Mit schwerem Herzen trennte sich Anna von diesem Mädchen; sie hatte doch jemand gehabt, dem sie alles sagen und klagen konnte. Wie innig hatte sie teilgenommen, als sie ihr von dem Tode des Bruders erzählte.

Anna kehrte nach Wildenhain zurück, blieb dort noch einen Tag bei der guten Bäuerin, und dann zog sie schweren Herzens wieder in die Fremde.

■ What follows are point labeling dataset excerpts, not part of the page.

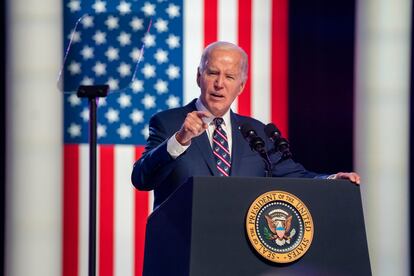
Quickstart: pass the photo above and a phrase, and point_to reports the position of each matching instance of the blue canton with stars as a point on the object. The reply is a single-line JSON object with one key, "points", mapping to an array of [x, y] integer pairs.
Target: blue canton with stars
{"points": [[105, 49]]}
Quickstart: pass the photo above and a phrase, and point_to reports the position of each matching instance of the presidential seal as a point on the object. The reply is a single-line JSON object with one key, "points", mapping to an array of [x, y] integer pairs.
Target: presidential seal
{"points": [[279, 227]]}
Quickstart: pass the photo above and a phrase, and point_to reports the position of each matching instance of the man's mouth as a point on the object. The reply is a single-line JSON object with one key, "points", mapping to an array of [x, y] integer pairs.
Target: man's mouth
{"points": [[216, 95]]}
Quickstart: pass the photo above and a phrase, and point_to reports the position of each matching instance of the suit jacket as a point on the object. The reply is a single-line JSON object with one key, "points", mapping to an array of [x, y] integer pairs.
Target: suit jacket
{"points": [[157, 170]]}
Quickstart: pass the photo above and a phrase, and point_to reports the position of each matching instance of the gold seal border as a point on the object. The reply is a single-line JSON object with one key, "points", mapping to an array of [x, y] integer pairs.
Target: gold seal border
{"points": [[303, 211]]}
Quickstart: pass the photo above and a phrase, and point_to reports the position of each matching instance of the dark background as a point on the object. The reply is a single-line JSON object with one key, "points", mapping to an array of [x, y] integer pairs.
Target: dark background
{"points": [[2, 130], [321, 84]]}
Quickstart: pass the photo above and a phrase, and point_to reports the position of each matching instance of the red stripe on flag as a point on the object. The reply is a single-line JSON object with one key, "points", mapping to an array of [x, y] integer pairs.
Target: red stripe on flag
{"points": [[70, 263], [141, 214], [245, 36], [279, 95], [210, 21], [106, 211]]}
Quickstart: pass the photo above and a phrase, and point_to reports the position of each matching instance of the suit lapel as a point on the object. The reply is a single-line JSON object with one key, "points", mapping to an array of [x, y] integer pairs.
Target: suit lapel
{"points": [[238, 147]]}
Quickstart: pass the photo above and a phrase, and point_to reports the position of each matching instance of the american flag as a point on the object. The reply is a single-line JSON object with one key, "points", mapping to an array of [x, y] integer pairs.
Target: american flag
{"points": [[105, 48]]}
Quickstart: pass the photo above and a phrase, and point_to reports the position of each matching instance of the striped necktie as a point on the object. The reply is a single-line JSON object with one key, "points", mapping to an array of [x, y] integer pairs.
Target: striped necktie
{"points": [[221, 148]]}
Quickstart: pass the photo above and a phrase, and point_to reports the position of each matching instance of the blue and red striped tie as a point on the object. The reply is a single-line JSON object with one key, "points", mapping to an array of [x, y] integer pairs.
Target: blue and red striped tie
{"points": [[221, 148]]}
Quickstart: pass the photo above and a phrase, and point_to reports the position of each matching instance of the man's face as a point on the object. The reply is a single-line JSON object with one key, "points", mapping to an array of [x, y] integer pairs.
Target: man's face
{"points": [[221, 81]]}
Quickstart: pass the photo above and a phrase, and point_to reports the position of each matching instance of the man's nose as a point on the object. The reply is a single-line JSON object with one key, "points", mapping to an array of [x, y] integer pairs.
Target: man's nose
{"points": [[219, 81]]}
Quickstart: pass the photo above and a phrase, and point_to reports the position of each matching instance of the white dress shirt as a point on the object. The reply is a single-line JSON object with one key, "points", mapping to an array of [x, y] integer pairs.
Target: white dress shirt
{"points": [[175, 149]]}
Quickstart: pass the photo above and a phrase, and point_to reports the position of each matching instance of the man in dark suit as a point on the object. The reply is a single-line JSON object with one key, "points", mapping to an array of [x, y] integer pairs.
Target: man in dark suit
{"points": [[203, 137]]}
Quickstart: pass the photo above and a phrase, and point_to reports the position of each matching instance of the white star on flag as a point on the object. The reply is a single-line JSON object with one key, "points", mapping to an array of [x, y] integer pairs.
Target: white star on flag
{"points": [[99, 68], [149, 40], [124, 38], [113, 83], [99, 37], [136, 24], [87, 52], [87, 21], [148, 71], [124, 7], [87, 81], [99, 6], [135, 54], [124, 131], [161, 56], [124, 100], [137, 86], [74, 6], [148, 9], [161, 86], [112, 22], [74, 100], [74, 36], [124, 69], [173, 72], [173, 101], [74, 130], [148, 101], [74, 68], [173, 11], [173, 41], [161, 25], [112, 53], [137, 116]]}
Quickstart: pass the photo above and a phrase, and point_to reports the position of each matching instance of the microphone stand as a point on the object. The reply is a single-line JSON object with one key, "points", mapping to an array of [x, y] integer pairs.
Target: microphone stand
{"points": [[92, 92]]}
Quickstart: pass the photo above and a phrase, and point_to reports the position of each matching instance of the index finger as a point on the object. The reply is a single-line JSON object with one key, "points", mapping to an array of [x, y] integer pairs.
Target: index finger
{"points": [[205, 116]]}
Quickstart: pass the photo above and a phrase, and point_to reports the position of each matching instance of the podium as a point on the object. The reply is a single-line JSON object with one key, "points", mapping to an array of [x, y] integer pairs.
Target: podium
{"points": [[201, 229]]}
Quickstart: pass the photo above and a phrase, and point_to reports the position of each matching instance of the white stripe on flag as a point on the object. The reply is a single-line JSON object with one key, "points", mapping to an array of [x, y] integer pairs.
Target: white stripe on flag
{"points": [[192, 46], [382, 88], [261, 58], [83, 209], [124, 211]]}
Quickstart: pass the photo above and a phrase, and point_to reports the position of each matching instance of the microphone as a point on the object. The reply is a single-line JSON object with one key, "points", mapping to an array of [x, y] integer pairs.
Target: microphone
{"points": [[257, 144], [281, 144]]}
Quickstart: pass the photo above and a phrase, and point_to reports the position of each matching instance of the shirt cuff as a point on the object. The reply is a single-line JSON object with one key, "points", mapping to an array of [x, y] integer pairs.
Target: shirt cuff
{"points": [[332, 176], [174, 148]]}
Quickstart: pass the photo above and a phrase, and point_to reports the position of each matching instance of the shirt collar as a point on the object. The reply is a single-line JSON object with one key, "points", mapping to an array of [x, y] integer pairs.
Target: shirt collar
{"points": [[200, 107]]}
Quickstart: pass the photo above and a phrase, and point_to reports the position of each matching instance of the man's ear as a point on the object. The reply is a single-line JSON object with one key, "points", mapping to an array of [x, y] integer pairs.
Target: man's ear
{"points": [[198, 76]]}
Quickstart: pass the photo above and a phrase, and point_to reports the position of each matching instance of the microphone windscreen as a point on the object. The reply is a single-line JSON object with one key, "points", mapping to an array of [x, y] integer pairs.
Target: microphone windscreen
{"points": [[246, 129], [271, 130]]}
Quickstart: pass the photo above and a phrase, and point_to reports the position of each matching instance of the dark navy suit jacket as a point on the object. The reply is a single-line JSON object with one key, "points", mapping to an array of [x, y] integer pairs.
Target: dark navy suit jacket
{"points": [[157, 170]]}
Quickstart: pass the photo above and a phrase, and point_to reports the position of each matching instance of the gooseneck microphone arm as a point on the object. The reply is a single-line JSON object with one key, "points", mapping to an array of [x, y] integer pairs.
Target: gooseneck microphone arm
{"points": [[257, 144], [280, 144]]}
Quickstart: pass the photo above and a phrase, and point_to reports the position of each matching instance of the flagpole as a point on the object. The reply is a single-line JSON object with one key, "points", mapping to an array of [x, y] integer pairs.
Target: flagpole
{"points": [[92, 92]]}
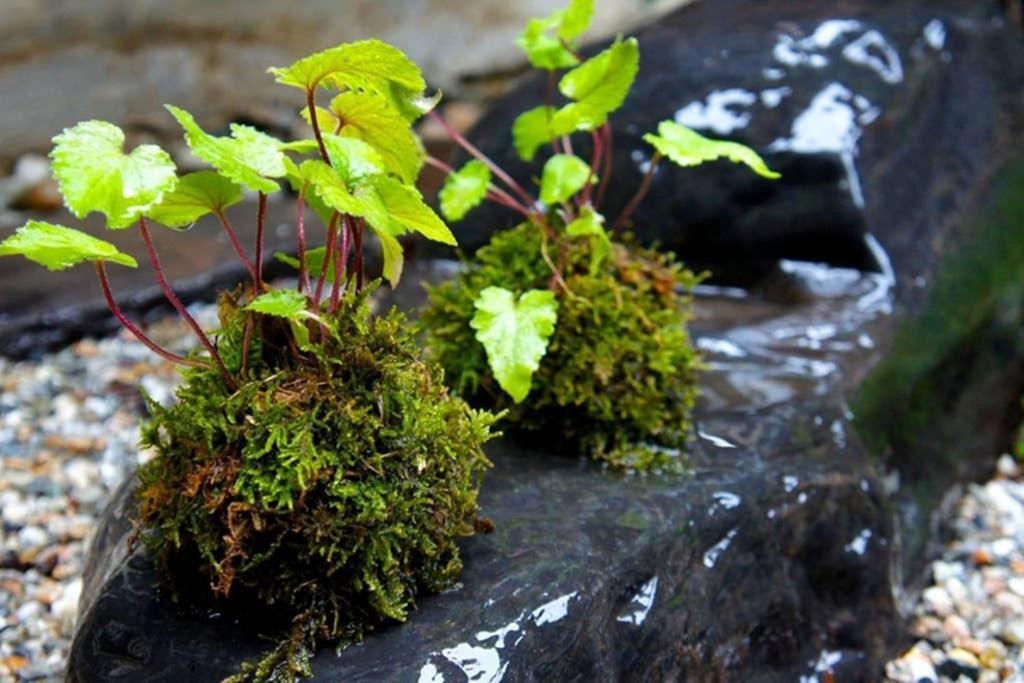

Der Bauer ließ sie bis zur Bahnstation fahren, von da hatte sie 4-5 Stunden Eisenbahnfahrt und kam wohlbehalten in der Residenz an. Sie fand die Damen schon eingetroffen. Es gab alle Hände voll zu tun, um die Wohnung wieder mit Hilfe einer Frau in Ordnung zu bringen. Es wurde Anna schwer, sich an den Gedanken zu gewöhnen, fortan bei fremden Leuten ihr Brot zu verdienen. Aber sie hatte sich ihr Los selbst gewählt und mußte aushalten. Im stillen hatte sie wohl gehofft, ihre Unschuld werde bald an den Tag kommen, und dann würde Frau Brok Schritte tun, sie wieder zu erlangen. Nun hatte sie im Gegenteil gehört, daß der alte Verdacht noch auf ihr ruhte und daß ihres Namens in der Stadt erwähnt wurde als einer Undankbaren. Aber diese Prüfung mußte ihr dazu dienen, immer demütiger zu werden, und immer treuer und gewissenhafter in der Ausübung ihrer Pflichten. Einmal, so hoffte sie, würde Frau Brok es doch glauben, daß sie ehrlich gewesen, und daß dieser Tag bald kommen möchte, war ihr tägliches Gebet.